This project is read-only.

Why not use LLVM for IR to code gen.

Topics: General
Jul 28, 2009 at 1:09 AM

Question why dont you focus on getting all CIL to IR  working ( eg all instructions) and use LLVM for the actual IR to compilation ? the new  LLVM mono AOT jit is much faster than their current one ( despite like 6 years of work) .

Sure it is not "built here"  and its native but it will get you up and running fast ,also note you could compile LLVM itself to CIL later and then use Relfector to give you some managed optimization code . It will need work but it seems a much quicker way to get to the major goal of a running OS. OR evolve the current layers.

The other big benefits are

- immediate support for ARM ,x64 and other platforms.

- asm output for debugging

- Highly optimized output ( ie equivalent with gc++)

- parts will be converted to C# as needed

- Working code for CIL to LLVM exists in the new mono jit.

- More time to get CIL to all IR instructions out rather than worrying about optimizations.

- People can work on the OS  things like Dynamic loading and compile time bounds checking  which are huge issues.

- It follows the goal of getting a framework out ASAP which can be improved.

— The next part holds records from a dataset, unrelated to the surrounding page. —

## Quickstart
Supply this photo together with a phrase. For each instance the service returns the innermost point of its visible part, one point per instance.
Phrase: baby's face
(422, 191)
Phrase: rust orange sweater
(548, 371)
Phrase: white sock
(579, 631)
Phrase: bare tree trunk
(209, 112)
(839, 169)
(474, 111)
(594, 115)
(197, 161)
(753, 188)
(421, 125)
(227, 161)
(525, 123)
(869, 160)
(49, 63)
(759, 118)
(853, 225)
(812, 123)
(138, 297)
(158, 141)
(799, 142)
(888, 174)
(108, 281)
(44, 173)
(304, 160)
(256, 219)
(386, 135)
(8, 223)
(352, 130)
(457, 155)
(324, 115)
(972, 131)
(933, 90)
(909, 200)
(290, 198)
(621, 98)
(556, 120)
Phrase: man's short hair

- Most small devices have all apps built on a PC , i have yet to encounter an arm compiler that runs on ARM.

Regards,

Ben

 

Jul 28, 2009 at 6:05 AM

Hi Ben,

that's a good question. I'll answer it from a personal point of view. Doing this is a hobby. I'm doing to spend some time learning new things, improving my skills and knowledge. This project is my place to do experiments I can't do anywhere else. Surely we would be faster by using one of the existing compilers (Heck, even the original Mono one could be used) - it just wasn't an option on my table. I personally place a lot of importance on the efficiency and design of things. I've looked at LLVM for research purposes, but I'm not sure of its design itself.

Another thing is that this project came from the background of SharpOS, Ensemble and lastly it was its goal to unify the three OS attempts under a grander architecture. We wanted to provide a place for all three projects to share code without licensing worries.

To your benefit list:

- ARM support: Let's get one platform to a stable state first. Any volunteers can approach this now, but its not on my priority list. The compiler pipeline is flexible enough for this.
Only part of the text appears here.